Local indicators of child poverty after housing costs, 2022/23

Estimates of child poverty after housing costs in parliamentary constituencies and local authorities

This report summarises findings for the latest update to the Local Indicators of Child Poverty After Housing Costs statistics produced by the Centre for Research in Social Policy, Loughborough University, for the End Child Poverty Coalition. The data build upon the Children in Low Income Families data produced by the Department for Work and Pensions, which show the rate of child poverty before housing costs in local areas.
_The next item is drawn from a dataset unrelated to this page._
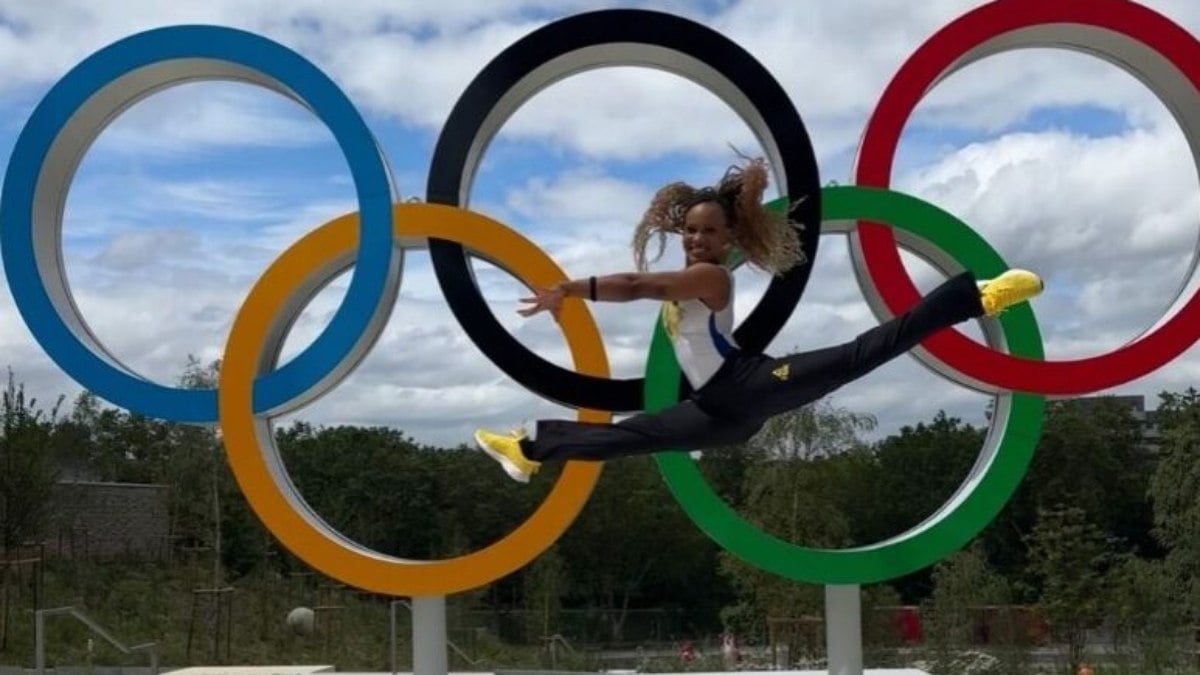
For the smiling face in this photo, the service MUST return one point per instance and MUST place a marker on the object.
(707, 234)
Using local administrative data and analysis of the household survey Understanding Society, we produced modelled estimates that account for housing costs, thereby providing a more
accurate picture of how disposable incomes vary in different geographical areas.
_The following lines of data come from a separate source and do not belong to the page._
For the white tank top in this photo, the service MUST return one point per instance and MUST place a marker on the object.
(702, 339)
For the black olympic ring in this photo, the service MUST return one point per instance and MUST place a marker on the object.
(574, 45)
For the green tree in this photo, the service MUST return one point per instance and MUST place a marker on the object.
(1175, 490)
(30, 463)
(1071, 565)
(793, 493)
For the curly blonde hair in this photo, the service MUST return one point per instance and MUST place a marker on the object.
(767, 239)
We present findings for the new parliamentary constituencies that will come into effect following the general election in July 2024, providing a valuable source of information for the incoming government in developing targeted strategies to reduce child poverty across the UK.

Key findings

  • In 2022/23, national estimates indicate that 4.3 million children (30% of all children) were in relative poverty, and the poverty rate also remains high across the nations and regions.
  • In two-thirds of constituencies, at least one in four children are in relative poverty after housing costs.
  • Rates of child poverty at or above 25% are particularly prevalent in the North East, North West and Wales.
  • There is widespread inequality in the rate of child poverty within the countries and regions of the UK, and this has widened over time.
  • Constituency-level child poverty rates are directly and strongly correlated with the percentage of children affected by the two-child limit in that local area, providing further evidence that the policy is a key driver of child poverty.
  • Reducing child poverty in local areas will rely not only on targeted action within these communities, but will require changes at a national level such as removing the two-child limit and increasing the value of working age benefits.